The simplest way to discover someone’s password is to have them tell you it. This can be done by persuading them to type it into a website you control (commonly known as phishing), by installing a keylogger (either hardware or software) on a computer, or by reading traffic on an unencrypted wireless or wired network. For intruders these methods have the great benefit that it does not matter how long or complex a password the user has chosen: the intruder can simply read it. Cracking of hashes/brute force If the intruder cannot obtain the password then he can simply use a program to generate billions of possible passwords (often using the same techniques as are suggested for choosing passwords) and try each of them against the account. The crudest way to do this is to simply attempt to log in using each generated password: the resulting flood of password failures should be easy for a system administrator to spot, but since attackers continue to use this approach it seems it is still reasonably successful. Attempts may be made against obscure authenticated services, such as SSH and LDAP, to reduce the chances of detection.
Brute force attacks are much less obvious if the intruder can obtain a copy of an encrypted password, for example if a system’s password file can be downloaded, if a hash has been included in a public file, or if an unknown machine can join an authentication group. Once the intruder has one or more encrypted passwords he can do the brute force guessing on his own machine (using modern hardware and algorithms this may take only a few minutes for short passwords), or even use a cloud service, and then return to login to the target once the correct password has been discovered.
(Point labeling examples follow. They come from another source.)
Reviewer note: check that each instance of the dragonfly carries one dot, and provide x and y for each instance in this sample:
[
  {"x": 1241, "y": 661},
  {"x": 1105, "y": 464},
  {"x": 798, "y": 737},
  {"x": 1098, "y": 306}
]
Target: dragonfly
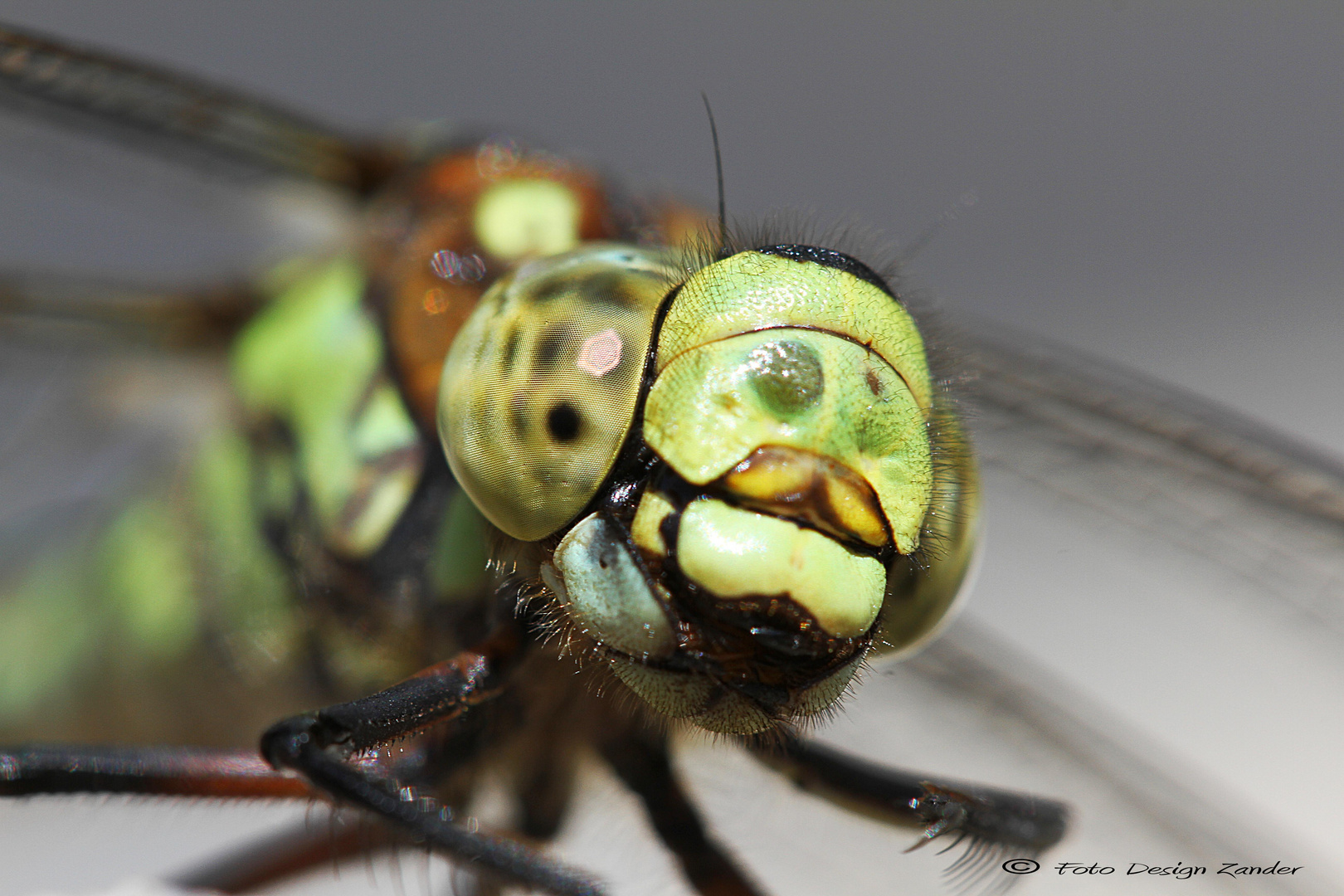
[{"x": 1042, "y": 410}]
Password recovery/reset systems
An intruder may not need to get the password from the user if he can persuade the authentication system to either mail it to him or change it to something of his choice. Systems to allow the legitimate user to recover or change a password they have forgotten can also let other people do the same. Helpdesk operators need to be particularly careful to check the identity of anyone asking for a password reset. On-line systems that rely on “secret questions” such as “name of first school” or “birthday” are trivial to defeat if that information can be found on a social network. Systems that send reminders to a backup e-mail address or phone number can fail if the user changes address or number allowing the abandoned backup to be registered by someone else. Educated guesswork It should be obvious that the same techniques used to guess the answers to secret questions can also be used to guess passwords. Anything based on something your friends will know, or that is available from a website, is a very poor choice as a password.
Reuse of Passwords
Most people now have many different accounts on different systems in both their private and work lives. Although best practice is to have a different password for every account, unfortunately it’s much more common to reuse the same password on different services. That means that an organisation doesn’t just have to worry about the above attacks against its own systems, it has to worry about the same attacks on all other systems where the same password has been used. This probably means that an organisation can no longer completely control whether its passwords are secure: it should also develop plans and systems to detect and respond when a password has been compromised.
Equipment and software often has standard pre-configured passwords which, of course, are well known to intruders. Such passwords should always be changed, though it can still be hard to find out where they may have been used. A related problem is where a password is set for the user by a local administrator. Unless the user is required to change the password to one that the administrator does not know, doubt can always be raised which of the two people who knew the password was actually logged in and responsible for the account’s activity. If there are reasons that users cannot be forced to change their passwords on first use then procedures need to be carefully designed and followed to ensure that suspicion does not fall on the wrong person.
Password embedded in code
Passwords are also sometimes disclosed by being included in scripts or programs. While this may appear an easy way to automate access to an interactive system it carries high risks of disclosure and alternatives should be used wherever possible. If there is no other alternative then the script or program must be very carefully protected against deliberate or accidental access. The worst possible outcome is for a script containing a plaintext password to end up on a public website.